Rapid Annotation Transfer Tool (RATT)

RATT is programmed in ‘bash’ and ‘PERL’ and its design is illustrated in Figure 1 and Supplementary Figure S1. First, two sequences are compared using ‘nucmer’ from the MUMmer package (17 (link)) to define sequence regions that share synteny. Those regions are filtered using configurable parameters depending on the type of annotation mapping that is being attempted. Preset parameters are provided for transfers between assembly versions, strains or species (see Supplementary Table S1). To be included, the minimum nucleotide sequence identity between synteny blocks must be 40%. Synteny information is stored as a base range in the query and its associated base range in the reference. However, this information alone is inadequate to map the annotation because insertions or deletions (indels) change the relative distance between mapped synteny blocks. The coordinates are therefore sequentially adjusted across a synteny block by calling indels using ‘show-snp’ from the MUMmer package. Accurately calling indels within repetitive regions presents a particular challenge. Therefore, RATT recalibrates the adjusted coordinates using single nucleotide polymorphisms (SNPs, also called using ‘show-snp’) as unambiguous anchor points within synteny blocks. In transfers between very closely related sequences (e.g. successive assembly versions), SNPs may occur with insufficient frequency to perform this coordinate adjustment. In such cases, RATT modifies the query by inserting a faux SNP every 300 bp to aid in the recalibrating step. The final sequence and transferred annotations remain unaffected.
Figure 1.

Workflow of RATT.

Once the coordinates within synteny blocks have been defined, RATT proceeds to the annotation-mapping step, whereby each feature within a reference EMBL file is associated with new coordinates on the query (Supplementary Figure S1B). A feature is not mapped (and is put in the non-transferred bin file), if it bridges a synteny break and if its coordinate boundaries match different chromosomes, different DNA strands, or if the new mapped distance of its coordinates has increased by more than 20 kb. If a short sequence from the beginning, middle or the end of a feature can be placed within a synteny region, mapping is attempted (see Supplementary Figure S1B). In addition, if the exons of a single gene model map to different gene regions, the model is split and identified in the output file. The bin is an EMBL-format file that can be loaded onto the reference sequence for analysis (see Figure 2, brown colour track).
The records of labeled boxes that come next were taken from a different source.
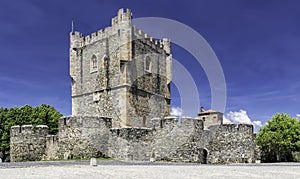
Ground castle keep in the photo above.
[11,9,259,163]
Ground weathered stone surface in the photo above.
[10,125,48,161]
[11,10,260,163]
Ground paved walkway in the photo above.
[0,161,300,179]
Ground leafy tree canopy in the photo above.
[256,113,300,162]
[0,104,62,159]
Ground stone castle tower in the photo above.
[10,9,259,163]
[70,9,172,127]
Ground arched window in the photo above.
[90,55,98,72]
[145,56,151,72]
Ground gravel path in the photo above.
[0,161,300,179]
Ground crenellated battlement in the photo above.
[220,124,253,134]
[133,26,171,54]
[111,8,132,26]
[58,116,112,130]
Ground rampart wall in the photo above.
[10,125,49,161]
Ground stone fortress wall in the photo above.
[10,9,258,163]
[11,114,257,163]
[70,9,172,127]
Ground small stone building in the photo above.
[11,9,258,163]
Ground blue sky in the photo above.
[0,0,300,129]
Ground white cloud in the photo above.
[223,109,263,131]
[171,107,183,116]
[253,121,262,127]
[223,116,232,124]
[226,109,252,124]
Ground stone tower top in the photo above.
[111,8,132,25]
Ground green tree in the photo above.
[0,104,62,160]
[256,113,300,162]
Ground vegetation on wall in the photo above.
[0,104,62,158]
[256,113,300,162]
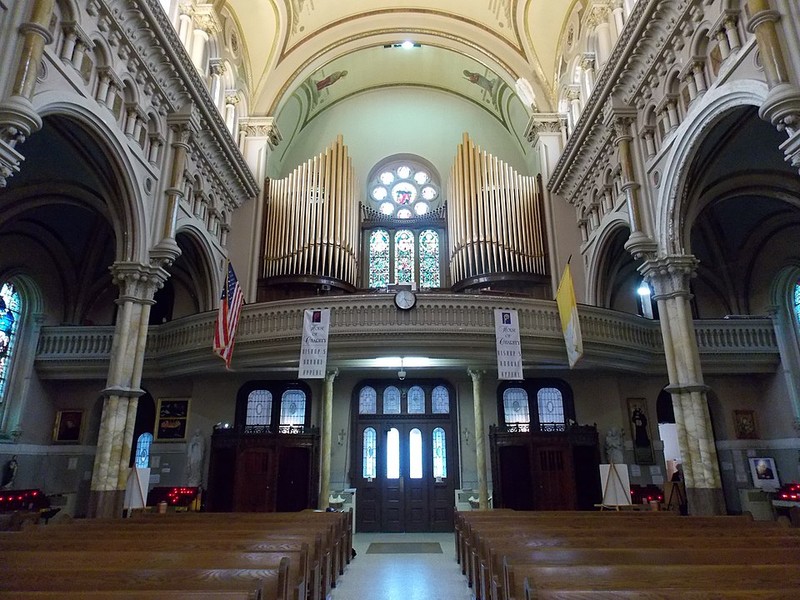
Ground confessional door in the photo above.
[356,420,456,532]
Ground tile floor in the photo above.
[331,533,472,600]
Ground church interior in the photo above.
[0,0,800,584]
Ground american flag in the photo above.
[214,261,244,369]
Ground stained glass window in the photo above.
[361,427,378,479]
[136,433,153,469]
[408,385,425,415]
[383,385,400,415]
[419,229,441,287]
[431,385,450,415]
[408,427,422,479]
[503,388,531,425]
[0,282,22,402]
[369,229,389,288]
[536,388,564,424]
[396,229,414,283]
[281,390,306,426]
[245,390,272,425]
[386,427,400,479]
[358,386,378,415]
[433,427,447,479]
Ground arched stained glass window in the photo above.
[0,282,22,402]
[136,433,153,469]
[419,229,441,287]
[245,390,272,426]
[408,385,425,415]
[361,427,378,479]
[394,229,414,283]
[358,386,378,415]
[432,427,447,479]
[431,385,450,415]
[503,388,531,431]
[369,229,390,288]
[281,390,306,426]
[408,427,422,479]
[383,385,400,415]
[536,388,564,425]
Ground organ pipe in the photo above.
[262,136,359,286]
[447,133,547,287]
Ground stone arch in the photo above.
[655,80,767,254]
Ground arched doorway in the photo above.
[351,380,459,532]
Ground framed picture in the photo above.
[733,410,758,440]
[53,410,83,444]
[750,456,781,490]
[628,398,656,465]
[153,398,189,442]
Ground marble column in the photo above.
[319,369,339,510]
[639,256,725,515]
[0,0,55,188]
[468,369,489,510]
[747,0,800,171]
[88,262,169,517]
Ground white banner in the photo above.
[297,308,331,379]
[494,308,523,380]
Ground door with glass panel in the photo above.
[353,383,458,532]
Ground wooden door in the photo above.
[533,444,575,510]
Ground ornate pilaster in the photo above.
[319,369,339,510]
[0,0,55,188]
[467,369,489,510]
[604,105,658,258]
[89,262,169,517]
[639,256,725,514]
[747,0,800,170]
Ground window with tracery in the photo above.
[0,281,22,402]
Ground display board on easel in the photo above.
[598,462,631,510]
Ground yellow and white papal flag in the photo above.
[556,263,583,369]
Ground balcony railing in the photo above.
[36,294,779,377]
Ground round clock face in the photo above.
[394,290,417,310]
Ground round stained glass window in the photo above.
[392,182,417,205]
[422,186,438,202]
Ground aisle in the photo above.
[331,533,471,600]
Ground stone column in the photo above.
[0,0,55,188]
[319,369,339,510]
[747,0,800,170]
[467,369,489,510]
[639,256,725,515]
[604,108,657,256]
[88,262,169,517]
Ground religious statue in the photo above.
[186,429,206,487]
[606,427,625,465]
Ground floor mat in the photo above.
[367,542,442,554]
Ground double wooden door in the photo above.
[354,420,456,532]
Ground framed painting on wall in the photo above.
[628,398,656,465]
[154,398,189,442]
[53,410,83,444]
[733,410,758,440]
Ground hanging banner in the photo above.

Further outputs include statistics about transferred features or the amount of synteny conserved between the reference and query, as well as Artemis-readable files showing SNPs, indels and regions that lack synteny between the compared sequences, see the example on the sourceforge site.
Figure 2.

Transfer of annotation from the M. tuberculosis strain H37Rv onto the strain F11 sequence, over a deletion. The genomes of H37Rv (upper) and F11 (lower) are shown using the Artemis Comparison Tool (ACT). The source H37Rv annotation (light blue) is directly mapped onto F11 by RATT (green) except for those features corresponding to a region that is unique to the source strain that cannot be transferred and are written to a separate output file (brown).

Although two sequences may be related, differences can occur, such as a change in the start or stop codons of a protein-coding sequence. Therefore, we implemented a correction algorithm in RATT (see Supplementary Figure S1C). Figure 3 shows examples of the correction step. First, the start codon is checked. If it is not present, the upstream sequence is searched for a new start codon (Figure 3A). If a stop codon is found, the first start codon downstream is used. In the absence of any start codon, an error is recorded in the results file. If the sequence between exons has no stop codon and a length divisible by three bases but the splice acceptor or donor sequences are wrong, then the intron is eliminated. Likewise, frameshifts previously introduced into the reference to maintain conceptual translations (for instance, in apparent pseudogenes) will also be removed from coding sequences in the query. RATT will also detect, and attempt to fix, incorrect splice sites. As splice sites are difficult to annotate correctly, RATT only tries to correct a gene model that has one wrong splice site. If one incorrect splice site is detected, the closest alternative splice donor or acceptor is found that, when used, generates no frame shifts. Next, RATT searches for genes or exons with internal stop codons, further than 150 bp from the 3′-end. If the introduction of a frameshift would generate a model without internal stop codons, the model is corrected (Figure 3C). Stop codons are corrected last: if a model has less than five internal stops in its last exon, the model is shortened to the first stop codon (Figure 3B). If the model has no stop codon it is extended downstream until a stop codon is found.
Figure 3.

RATT corrections of transferred annotations. Annotation from H37Rv were transferred onto the F11 sequence (pale blue), corrected (green) and then compared with the existing strain F11 annotation in EMBL (yellow). (A and B) The correction of start and stop codons, respectively. In a more complex mapping situation (C), where all three reading frames are shown for clarity, RATT maps a large single coding sequence (CDS) from H37Rv to a locus within F11 that includes several in-frame stop codons. By inserting a frameshift (i.e. to indicate a pseudogene) the conceptual translation is preserved. This contrasts with two overlapping genes predicted as part of the F11 genome project.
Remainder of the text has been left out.